Nicholas Piggin wrote:
Naveen N. Rao's on May 18, 2019 5:02 am:
With -mprofile-kernel, gcc emits 'mflr r0', followed by 'bl _mcount' to
enable function tracing and profiling. So far, with dynamic ftrace, we
used to only patch out the branch to _mcount(). However, Nick Piggin
points out that "mflr is executed by the branch unit that can only
execute one per cycle on POWER9 and shared with branches, so it would be
nice to avoid it where possible."
We cannot simply nop out the mflr either. Michael Ellerman pointed out
that when enabling function tracing, there can be a race if tracing is
enabled when some thread was interrupted after executing a nop'ed out
mflr. In this case, the thread would execute the now-patched-in branch
to _mcount() without having executed the preceding mflr.
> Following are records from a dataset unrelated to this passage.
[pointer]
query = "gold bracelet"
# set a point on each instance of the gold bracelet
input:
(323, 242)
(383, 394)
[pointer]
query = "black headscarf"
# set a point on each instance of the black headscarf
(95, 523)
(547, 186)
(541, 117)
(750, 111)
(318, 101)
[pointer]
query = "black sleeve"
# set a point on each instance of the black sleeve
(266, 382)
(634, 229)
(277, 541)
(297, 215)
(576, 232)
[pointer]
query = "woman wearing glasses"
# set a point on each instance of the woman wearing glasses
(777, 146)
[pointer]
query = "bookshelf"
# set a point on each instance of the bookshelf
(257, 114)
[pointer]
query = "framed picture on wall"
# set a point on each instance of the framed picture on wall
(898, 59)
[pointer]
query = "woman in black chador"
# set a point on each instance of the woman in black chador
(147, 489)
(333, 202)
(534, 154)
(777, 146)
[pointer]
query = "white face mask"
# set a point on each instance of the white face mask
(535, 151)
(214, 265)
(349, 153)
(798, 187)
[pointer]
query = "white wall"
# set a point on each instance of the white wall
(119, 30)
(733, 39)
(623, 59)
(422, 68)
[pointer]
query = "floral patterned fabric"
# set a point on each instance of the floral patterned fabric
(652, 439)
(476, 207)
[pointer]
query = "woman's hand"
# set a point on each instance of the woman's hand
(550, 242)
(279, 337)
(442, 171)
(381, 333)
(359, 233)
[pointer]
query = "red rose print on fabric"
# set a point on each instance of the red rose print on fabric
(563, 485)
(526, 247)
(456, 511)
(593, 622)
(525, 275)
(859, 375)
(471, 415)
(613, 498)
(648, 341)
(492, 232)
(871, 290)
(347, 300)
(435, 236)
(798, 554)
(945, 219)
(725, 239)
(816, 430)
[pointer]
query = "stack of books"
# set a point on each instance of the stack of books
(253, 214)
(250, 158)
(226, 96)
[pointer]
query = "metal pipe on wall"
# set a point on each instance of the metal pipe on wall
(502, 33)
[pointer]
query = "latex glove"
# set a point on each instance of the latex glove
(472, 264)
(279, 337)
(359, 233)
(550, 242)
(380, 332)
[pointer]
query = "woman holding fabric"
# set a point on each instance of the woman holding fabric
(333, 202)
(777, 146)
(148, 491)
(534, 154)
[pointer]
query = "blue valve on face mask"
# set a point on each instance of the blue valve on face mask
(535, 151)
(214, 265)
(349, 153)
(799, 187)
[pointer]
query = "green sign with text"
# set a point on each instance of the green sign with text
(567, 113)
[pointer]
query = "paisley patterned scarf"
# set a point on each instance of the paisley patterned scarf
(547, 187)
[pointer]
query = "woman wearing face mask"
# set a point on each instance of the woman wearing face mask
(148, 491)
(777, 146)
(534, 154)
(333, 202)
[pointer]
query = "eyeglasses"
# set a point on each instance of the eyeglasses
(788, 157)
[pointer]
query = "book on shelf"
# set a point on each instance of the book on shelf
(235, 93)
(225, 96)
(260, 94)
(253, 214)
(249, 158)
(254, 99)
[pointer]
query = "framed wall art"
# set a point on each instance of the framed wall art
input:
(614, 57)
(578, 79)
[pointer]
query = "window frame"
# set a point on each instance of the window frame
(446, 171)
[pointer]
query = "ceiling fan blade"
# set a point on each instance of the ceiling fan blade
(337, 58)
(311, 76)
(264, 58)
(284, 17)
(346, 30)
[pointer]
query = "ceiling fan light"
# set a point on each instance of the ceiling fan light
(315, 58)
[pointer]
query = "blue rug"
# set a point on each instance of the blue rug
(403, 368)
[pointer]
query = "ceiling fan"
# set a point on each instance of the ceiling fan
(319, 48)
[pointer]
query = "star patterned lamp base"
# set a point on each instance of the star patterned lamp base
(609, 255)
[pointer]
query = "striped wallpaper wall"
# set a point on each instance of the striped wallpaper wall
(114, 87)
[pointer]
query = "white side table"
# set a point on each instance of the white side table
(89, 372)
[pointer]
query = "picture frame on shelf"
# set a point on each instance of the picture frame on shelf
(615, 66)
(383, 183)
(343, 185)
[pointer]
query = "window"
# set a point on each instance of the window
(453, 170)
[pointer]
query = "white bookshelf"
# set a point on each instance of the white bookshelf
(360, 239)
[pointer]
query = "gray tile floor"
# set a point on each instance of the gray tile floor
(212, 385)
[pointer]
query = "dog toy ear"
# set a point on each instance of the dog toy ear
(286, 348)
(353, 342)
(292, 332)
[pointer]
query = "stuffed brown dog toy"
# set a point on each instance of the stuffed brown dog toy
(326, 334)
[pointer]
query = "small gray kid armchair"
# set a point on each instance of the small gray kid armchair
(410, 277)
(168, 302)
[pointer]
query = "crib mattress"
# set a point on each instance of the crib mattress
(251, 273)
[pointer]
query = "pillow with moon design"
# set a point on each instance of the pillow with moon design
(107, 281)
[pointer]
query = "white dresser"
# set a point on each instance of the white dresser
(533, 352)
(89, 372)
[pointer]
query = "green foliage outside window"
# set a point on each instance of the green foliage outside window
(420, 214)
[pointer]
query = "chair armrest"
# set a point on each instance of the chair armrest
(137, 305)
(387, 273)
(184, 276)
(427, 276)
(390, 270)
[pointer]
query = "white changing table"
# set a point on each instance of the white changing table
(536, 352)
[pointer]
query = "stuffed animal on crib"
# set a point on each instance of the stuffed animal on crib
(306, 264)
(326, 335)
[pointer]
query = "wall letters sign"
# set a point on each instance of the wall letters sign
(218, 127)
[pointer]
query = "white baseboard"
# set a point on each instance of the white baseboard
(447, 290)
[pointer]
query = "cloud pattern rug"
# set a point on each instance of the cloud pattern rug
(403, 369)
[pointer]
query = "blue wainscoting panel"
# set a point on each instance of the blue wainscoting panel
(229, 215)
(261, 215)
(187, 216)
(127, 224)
To solve this, we now enable function tracing in 2 steps: patch in the
mflr instruction, use synchronize_rcu_tasks() to ensure all existing
threads make progress, and then patch in the branch to _mcount(). We
override ftrace_replace_code() with a powerpc64 variant for this
purpose.
Signed-off-by: Nicholas Piggin <npig...@gmail.com>
Signed-off-by: Naveen N. Rao <naveen.n....@linux.vnet.ibm.com>
Nice! Thanks for doing a real patch. You needn't add my SOB there: my
hack was obviously garbage :) Suggested-by if anything, then for
clarity of changelog you can write the motivation directly rather than
quote me.
Thanks, I meant to call out the fact that I had added your SOB before
sending the patch, but missed doing so. Your patch was perfectly fine ;)
I don't know the ftrace subsystem well, but the powerpc instructions
and patching sequence appears to match what we agreed is the right way
to go.
As a suggestion, I would perhaps add most of information from the
second and third paragraphs of the changelog into comments
(and also explain that the lone mflr r0 is harmless).
But otherwise it looks good
Reviewed-by: Nicholas Piggin <npig...@gmail.com>
Thanks, I will incorporate those changes.